Daniel Radcliffe has come to terms with the fact that no matter what roles he takes, no matter what projects he works on, he’s still likely to be best known for the rest of his life as the guy who played Harry Potter. But knowing what his legacy will look like has given him plenty of freedom to experiment, and he’s taken full advantage of that. Since the fantasy series wrapped, he’s routinely taken unpredictable and outright bizarre roles — from a farting corpse in Daniel Kwan and Daniel Scheinert’s Swiss Army Man to a panicked gamer troll with guns nailed to his hands in Guns Akimbo.
In his latest movie, the lively, irreverent biopic parody Weird: The Al Yankovic Story, he plays parodist “Weird Al” Yankovic — or at least an over-the-top, often shirtless, occasionally murder-y version of Weird Al, a role that relied on him committing to the bit 10,000 percent. Immediately after the Harry Potter movies wrapped, Radcliffe focused on deeply dramatic roles that let him stake his claim as an adult actor, like his turn as an emotionally disintegrating young man in Peter Shaffer’s Equus on Broadway. But he says his heart was always more in comedy.

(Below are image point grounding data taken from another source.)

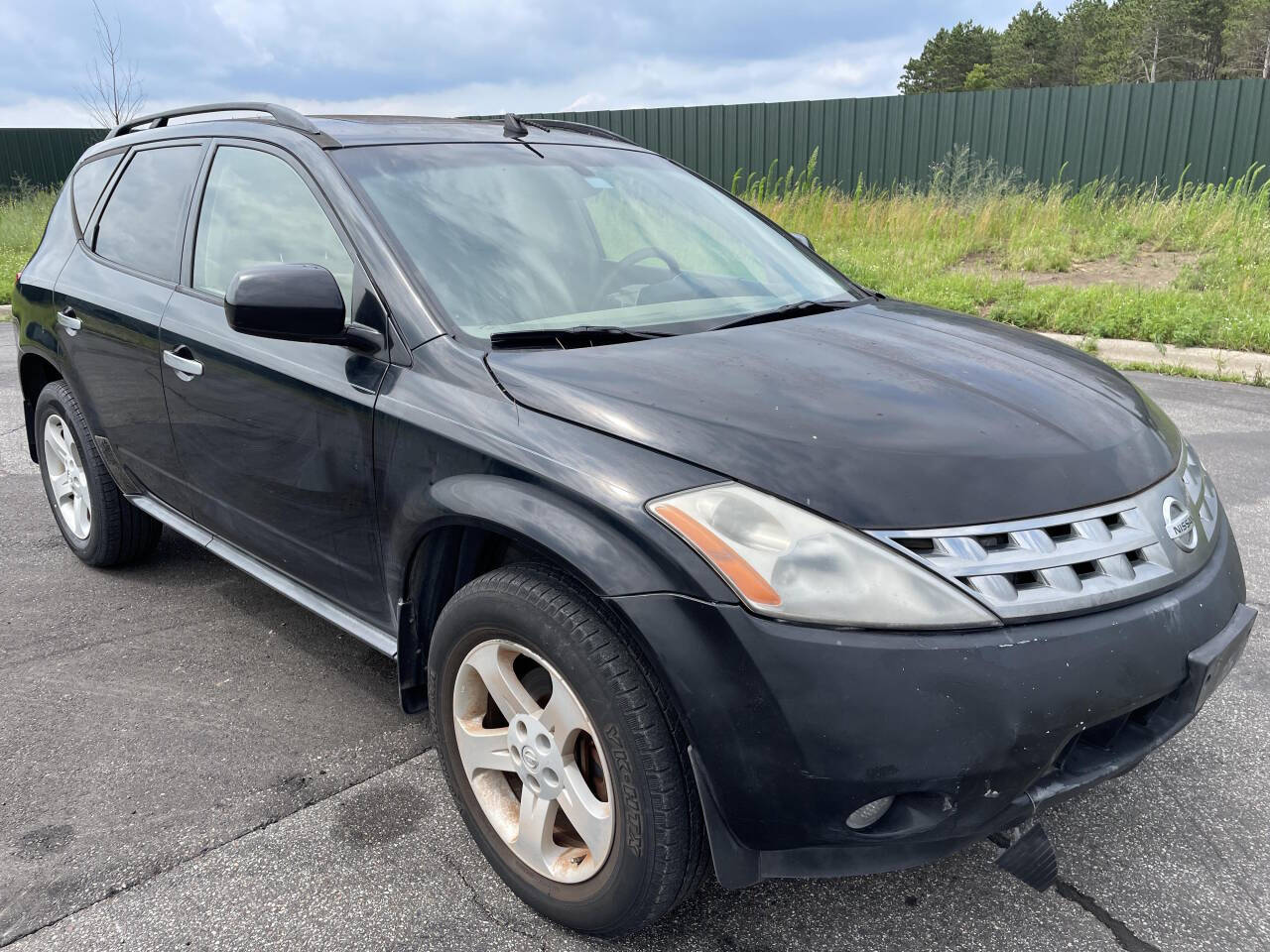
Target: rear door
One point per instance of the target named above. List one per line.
(275, 435)
(111, 298)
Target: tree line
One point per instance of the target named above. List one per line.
(1093, 41)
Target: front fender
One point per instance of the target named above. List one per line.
(601, 552)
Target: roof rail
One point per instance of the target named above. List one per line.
(290, 118)
(584, 127)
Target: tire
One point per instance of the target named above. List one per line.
(657, 853)
(117, 532)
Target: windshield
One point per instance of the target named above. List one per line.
(516, 239)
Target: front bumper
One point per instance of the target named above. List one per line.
(794, 726)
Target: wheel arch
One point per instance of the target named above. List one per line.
(484, 522)
(35, 373)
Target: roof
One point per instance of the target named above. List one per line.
(339, 131)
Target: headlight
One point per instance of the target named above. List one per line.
(788, 562)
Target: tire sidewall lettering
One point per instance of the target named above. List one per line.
(625, 777)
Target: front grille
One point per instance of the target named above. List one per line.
(1074, 561)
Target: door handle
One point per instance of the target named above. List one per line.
(182, 361)
(66, 318)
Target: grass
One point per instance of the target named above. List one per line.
(915, 245)
(1175, 370)
(23, 213)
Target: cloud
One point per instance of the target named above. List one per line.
(472, 58)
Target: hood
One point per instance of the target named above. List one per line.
(885, 416)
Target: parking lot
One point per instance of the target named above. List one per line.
(190, 761)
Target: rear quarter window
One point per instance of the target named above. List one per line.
(145, 214)
(89, 180)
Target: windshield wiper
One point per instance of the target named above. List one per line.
(799, 308)
(566, 338)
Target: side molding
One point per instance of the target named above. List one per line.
(303, 595)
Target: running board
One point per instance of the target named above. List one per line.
(282, 584)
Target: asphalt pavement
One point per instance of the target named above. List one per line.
(190, 761)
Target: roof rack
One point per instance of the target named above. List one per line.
(289, 118)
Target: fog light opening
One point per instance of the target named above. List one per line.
(869, 814)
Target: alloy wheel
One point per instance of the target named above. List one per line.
(534, 761)
(66, 476)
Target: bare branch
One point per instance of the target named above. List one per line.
(113, 91)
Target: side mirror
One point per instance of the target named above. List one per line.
(287, 302)
(803, 240)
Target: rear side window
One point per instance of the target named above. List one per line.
(141, 226)
(89, 181)
(258, 211)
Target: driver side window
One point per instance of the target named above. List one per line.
(258, 211)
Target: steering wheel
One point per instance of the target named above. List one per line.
(629, 262)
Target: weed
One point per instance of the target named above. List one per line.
(913, 244)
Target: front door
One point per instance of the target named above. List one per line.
(275, 435)
(111, 298)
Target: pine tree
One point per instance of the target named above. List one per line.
(948, 58)
(1246, 40)
(1028, 51)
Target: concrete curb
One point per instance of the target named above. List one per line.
(1206, 359)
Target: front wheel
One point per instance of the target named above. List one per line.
(563, 756)
(98, 522)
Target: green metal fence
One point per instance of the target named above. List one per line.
(41, 157)
(1133, 132)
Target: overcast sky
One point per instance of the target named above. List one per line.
(453, 59)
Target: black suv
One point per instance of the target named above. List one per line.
(697, 549)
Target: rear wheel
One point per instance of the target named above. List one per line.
(566, 762)
(99, 525)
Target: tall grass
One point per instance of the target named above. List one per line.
(916, 244)
(23, 212)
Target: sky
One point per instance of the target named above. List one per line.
(458, 59)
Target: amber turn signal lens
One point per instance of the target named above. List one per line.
(748, 583)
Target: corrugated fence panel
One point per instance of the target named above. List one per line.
(41, 158)
(1206, 131)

“Comedy is what I was most interested in when I was growing up, on my own time. That was most of what I was watching,” Radcliffe told Polygon in an interview ahead of Weird’s release. “It was mostly what I was watching growing up: The Day Today, and Brass Eye, and obviously The Office, and all the Steve Coogan stuff, I’m Alan Partridge and all that. Those were the things I was watching all the time. I’m fine and happy in dramatic roles, but […] I wanted to do comedy.”
He got an early, rare chance to play a comedic role in 2006, on Ricky Gervais’ series Extras. In a show full of real celebrities playing horrendous, hilarious self-parody characters, he’s a highlight as a naive, sex-obsessed version of himself who spends most of his on-screen time awkwardly hitting on women and trying to convince everyone he isn’t a virgin. But he tells Polygon that the Extras cameo wasn’t enough of a resume to get him comedy roles: “I had given nobody any reason to think I could do that. And then I did the musical How to Succeed in Business Without Really Trying. And that was a big starting point, in terms of getting to do comedy live on stage every night, in front of an audience.”
Radcliffe laughs out loud when he suggests that starring in a massive Broadway revival musical is a useful tool for a would-be comedian: “This is a lucky, very privileged thing to say, but if you can learn comedy that way, great!” he says. “You know, doing a big show in front of a lot of people, and getting to refine it again and again and again, to find out what works and what doesn’t, that was really exciting. There’s a quality-of-life issue as well. It’s just very nice when you work on comedies, generally speaking. So I’ve been doing a lot of it in the last few years.”
While he may never give up drama, he suggests that the lure of comedy is stronger, and that escaping it may take some willpower: “I may have to have a talk with myself soon about not just being able to do this for the rest of my life.”
“Getting into comedy has made me a better actor all round. I think that’s definitely true.”
Ironically, he feels his contribution to making Weird a hilarious movie is playing his role as straight-faced and uncomedically as possible. Part of that did involve studying Yankovic, but not with the kind of obsessive focus some actors bring to playing real-life figures. “I was obviously watching lots of videos and listening to his songs,” Radcliffe says, “but at a certain point — it was only really useful to study Real Al for the first third to half of the movie. After that, he really became less of a resource, like when I’m killing people.”
Radcliffe was a “Weird Al” fan before he was cast in the movie. He says he was familiar with the parodist through some of his bigger hits, like “White & Nerdy” and “Amish Paradise,” but that as he listened to more of Yankovic’s work, the song he most connected with was the Robin Thicke parody “Word Crimes.” “Which I loved, because I can be quite peevish about certain things in grammar. Particularly ‘I could care less.’ Which — [incoherent exasperation noise].”
Radcliffe says his girlfriend, actor Erin Darke, was the one who “truly brought me into the fold” of Yankovic fandom, and now he’d have a hard time picking out the songs he attaches to most. “It’s just all of it,” he says. “There’s a constantly rotating chorus of what my favorite song might be from one moment to another. And this film was a lovely excuse to just listen to ‘Weird Al’ all the time.”
Weird: The Al Yankovic Story debuts on the Roku Channel on Nov. 4.